The movie pays lip service to the classic Dick themes of identity and reality being up for grabs, but it's painfully obvious that the movie's always going to opt for the simplest, most straightforward answer, because it's equally obvious these moments are just inserted to try and give the film some kind of intellect heft – the story isn't about them the way it would be if this had been, say, Christopher Nolan's Total Recall. This movie isn't about the nature of identity or reality. It's about Colin Farrell being chased around by Kate Beckinsale.

The intellectual vacuum at the heart of Total Recall extends to the basic set-up. The two main locales are called the United Federation of Britain and the Colony, but they may as well have been called Ning and Nong for all the relevance this has to the script. Everyone still has an American accent. The only effect this has is on the architecture and the basic look of the thing, which is admittedly impressive – both areas look rather more like the comic-book Mega-City One than the city in the new Dredd movie. But it's just about appearances and design and movement rather than any kind of thought-through story.
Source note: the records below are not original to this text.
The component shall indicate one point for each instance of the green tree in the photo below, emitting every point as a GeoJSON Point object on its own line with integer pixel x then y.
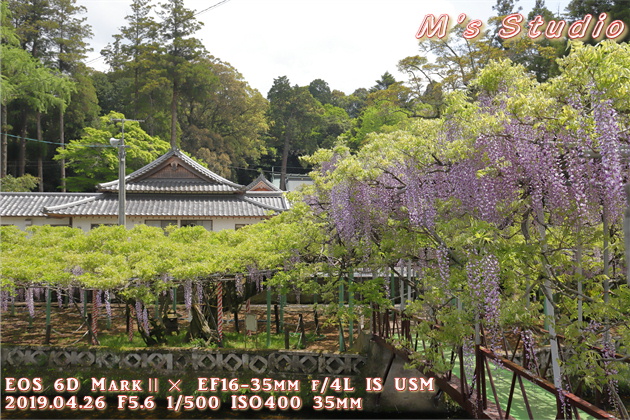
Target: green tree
{"type": "Point", "coordinates": [92, 159]}
{"type": "Point", "coordinates": [295, 116]}
{"type": "Point", "coordinates": [222, 117]}
{"type": "Point", "coordinates": [321, 91]}
{"type": "Point", "coordinates": [616, 10]}
{"type": "Point", "coordinates": [23, 183]}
I'm aware I've sort of gone off on one about a film which no-one surely had high hopes for anyway, but in every department but the art direction and production design this movie is just incredibly pedestrian and uninspired, without even Verhoeven's mad energy and excess to distinguish it (the 1990 film was an 18: this one inhabits the absolute top end of the 12 certificate). No-one seems to have made any effort to produce anything beyond an utterly vapid and mechanical runaround. It may be that things have got to the point where audiences simply don't deserve any better, but I refuse to believe it – and even if we don't deserve better, I'm damned certain Philip K Dick does.